Gray, who represents the shelter area, had concerns about how the plan for the expansion was communicated to the neighborhood and area residents.
“All of the homeless shelters are in District 8, but homelessness is not just a District 8 problem,” Gray said before the meeting. “Most of the homeless are not original residents of District 8, but they come from all over the city, all over the county, all over the state and the country. My plea this morning to my council colleagues is to take a look at areas in their districts that we can all agree on and work on to move those people.”
The current women’s shelter has a capacity of 32 people and does not allow men with families to stay at the shelter. Each month, the shelter turns away about 200 women who want to enroll in the program, according to the mission’s website.
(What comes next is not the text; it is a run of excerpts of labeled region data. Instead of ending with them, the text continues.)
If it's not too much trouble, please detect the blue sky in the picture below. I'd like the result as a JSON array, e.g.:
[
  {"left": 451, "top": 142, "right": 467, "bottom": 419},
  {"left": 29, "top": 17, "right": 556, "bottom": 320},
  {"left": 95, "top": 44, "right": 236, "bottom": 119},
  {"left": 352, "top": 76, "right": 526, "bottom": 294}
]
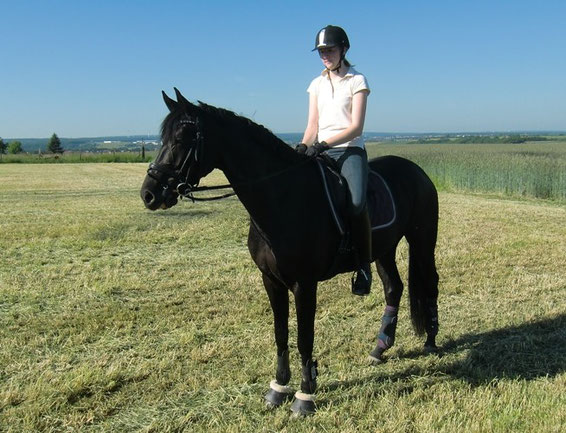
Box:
[{"left": 0, "top": 0, "right": 566, "bottom": 138}]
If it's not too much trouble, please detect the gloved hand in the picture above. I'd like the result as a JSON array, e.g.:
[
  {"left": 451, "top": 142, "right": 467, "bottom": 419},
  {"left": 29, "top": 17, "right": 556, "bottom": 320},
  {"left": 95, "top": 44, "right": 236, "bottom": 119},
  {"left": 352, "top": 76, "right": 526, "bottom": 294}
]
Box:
[
  {"left": 305, "top": 141, "right": 330, "bottom": 157},
  {"left": 295, "top": 143, "right": 307, "bottom": 153}
]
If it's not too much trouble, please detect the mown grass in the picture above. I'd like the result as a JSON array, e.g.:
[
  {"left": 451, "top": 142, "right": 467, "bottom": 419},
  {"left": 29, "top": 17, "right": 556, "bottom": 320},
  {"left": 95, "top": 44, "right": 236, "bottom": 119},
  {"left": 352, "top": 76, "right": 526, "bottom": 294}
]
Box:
[
  {"left": 0, "top": 152, "right": 157, "bottom": 164},
  {"left": 368, "top": 140, "right": 566, "bottom": 202},
  {"left": 0, "top": 164, "right": 566, "bottom": 432}
]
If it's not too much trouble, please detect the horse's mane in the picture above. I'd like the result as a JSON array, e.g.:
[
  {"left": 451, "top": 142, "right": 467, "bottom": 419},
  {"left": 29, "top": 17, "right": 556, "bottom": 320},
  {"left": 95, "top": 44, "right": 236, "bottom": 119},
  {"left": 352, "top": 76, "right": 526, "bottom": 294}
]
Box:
[{"left": 161, "top": 101, "right": 294, "bottom": 159}]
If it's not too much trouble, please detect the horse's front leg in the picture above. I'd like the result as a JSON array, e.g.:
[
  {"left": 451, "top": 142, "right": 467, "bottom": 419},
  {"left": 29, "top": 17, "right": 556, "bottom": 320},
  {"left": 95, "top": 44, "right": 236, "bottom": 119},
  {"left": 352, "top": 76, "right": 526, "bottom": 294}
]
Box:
[
  {"left": 291, "top": 282, "right": 318, "bottom": 415},
  {"left": 369, "top": 247, "right": 403, "bottom": 364},
  {"left": 263, "top": 273, "right": 293, "bottom": 407}
]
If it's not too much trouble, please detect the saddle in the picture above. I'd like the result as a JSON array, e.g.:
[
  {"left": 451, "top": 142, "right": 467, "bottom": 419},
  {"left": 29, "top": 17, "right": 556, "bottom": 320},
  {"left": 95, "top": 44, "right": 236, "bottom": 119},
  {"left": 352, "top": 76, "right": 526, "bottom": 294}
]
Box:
[{"left": 316, "top": 154, "right": 397, "bottom": 279}]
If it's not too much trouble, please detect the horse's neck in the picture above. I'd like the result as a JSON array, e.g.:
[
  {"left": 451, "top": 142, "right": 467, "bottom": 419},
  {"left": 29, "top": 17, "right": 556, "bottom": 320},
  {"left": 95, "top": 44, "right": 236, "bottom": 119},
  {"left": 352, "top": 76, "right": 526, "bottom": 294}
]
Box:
[
  {"left": 215, "top": 133, "right": 316, "bottom": 231},
  {"left": 220, "top": 137, "right": 302, "bottom": 188}
]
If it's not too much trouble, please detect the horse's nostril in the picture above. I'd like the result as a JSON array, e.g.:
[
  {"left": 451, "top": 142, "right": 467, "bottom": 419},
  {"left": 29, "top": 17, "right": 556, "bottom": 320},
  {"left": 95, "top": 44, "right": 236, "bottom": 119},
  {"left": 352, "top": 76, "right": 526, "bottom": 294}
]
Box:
[{"left": 143, "top": 190, "right": 155, "bottom": 204}]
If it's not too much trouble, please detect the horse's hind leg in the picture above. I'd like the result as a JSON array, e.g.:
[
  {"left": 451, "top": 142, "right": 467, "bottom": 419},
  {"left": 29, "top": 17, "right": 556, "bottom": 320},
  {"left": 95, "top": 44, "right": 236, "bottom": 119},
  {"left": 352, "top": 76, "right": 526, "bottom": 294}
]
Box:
[
  {"left": 407, "top": 230, "right": 438, "bottom": 352},
  {"left": 262, "top": 273, "right": 293, "bottom": 407},
  {"left": 369, "top": 246, "right": 403, "bottom": 363},
  {"left": 291, "top": 283, "right": 318, "bottom": 415}
]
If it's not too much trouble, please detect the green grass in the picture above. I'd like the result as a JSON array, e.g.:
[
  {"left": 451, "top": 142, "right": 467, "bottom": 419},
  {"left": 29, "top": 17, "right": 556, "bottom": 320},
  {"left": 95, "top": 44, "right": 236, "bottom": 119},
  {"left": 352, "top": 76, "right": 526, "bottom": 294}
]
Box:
[
  {"left": 0, "top": 164, "right": 566, "bottom": 433},
  {"left": 0, "top": 151, "right": 156, "bottom": 164},
  {"left": 368, "top": 140, "right": 566, "bottom": 203}
]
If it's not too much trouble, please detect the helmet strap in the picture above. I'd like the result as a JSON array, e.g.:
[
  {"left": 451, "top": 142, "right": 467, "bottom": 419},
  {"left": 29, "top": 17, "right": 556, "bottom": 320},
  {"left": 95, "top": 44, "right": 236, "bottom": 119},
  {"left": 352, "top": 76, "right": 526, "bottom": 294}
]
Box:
[{"left": 329, "top": 47, "right": 346, "bottom": 74}]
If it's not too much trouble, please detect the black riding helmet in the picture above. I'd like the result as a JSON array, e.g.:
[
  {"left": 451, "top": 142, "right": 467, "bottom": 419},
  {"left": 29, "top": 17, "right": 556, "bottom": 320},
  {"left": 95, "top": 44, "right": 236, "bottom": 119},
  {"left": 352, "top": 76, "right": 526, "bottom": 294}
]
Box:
[{"left": 313, "top": 26, "right": 350, "bottom": 51}]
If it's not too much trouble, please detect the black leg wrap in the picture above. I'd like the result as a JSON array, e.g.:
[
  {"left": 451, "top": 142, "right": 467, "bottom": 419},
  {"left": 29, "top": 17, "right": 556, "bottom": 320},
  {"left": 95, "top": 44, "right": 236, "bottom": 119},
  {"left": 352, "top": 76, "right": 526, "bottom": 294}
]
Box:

The expansion would take the capacity of the center to 110 people, Shisler said. It have five rooms for men with children to stay together and five rooms for families with children. It would also include 28 double occupancy rooms for single women, a library and computer room, a pantry with a walk-in freezer and commercial-sized laundry for the mission and chapel.
Councilmen W.B. “Zim” Zimmerman, Jordan and Gray all questioned why the mission did not seek approval of the new site plan earlier, instead of waiting until the last council meeting of the year.
“When we see something fast-tracked and coming in a morning meeting as opposed to an evening meeting, it raises a red flag with us and we start asking questions — what is the agenda here?” Jordan said during the meeting.
Shisler said the delay was unintentional, and that they did not learn about the need for an amendment until late in the process.
The mission applied for building permits Oct. 17, said Dana Dana Burghdoff, deputy director of the planning and development department, and the application was approved by the Dec. 11 zoning commission in a 7-2 vote.
“I have a huge concern that we are continuing to build facilities as opposed to raising money to transition people, women, families and individuals, out of homelessness and into permanent supportive housing,” said Gray.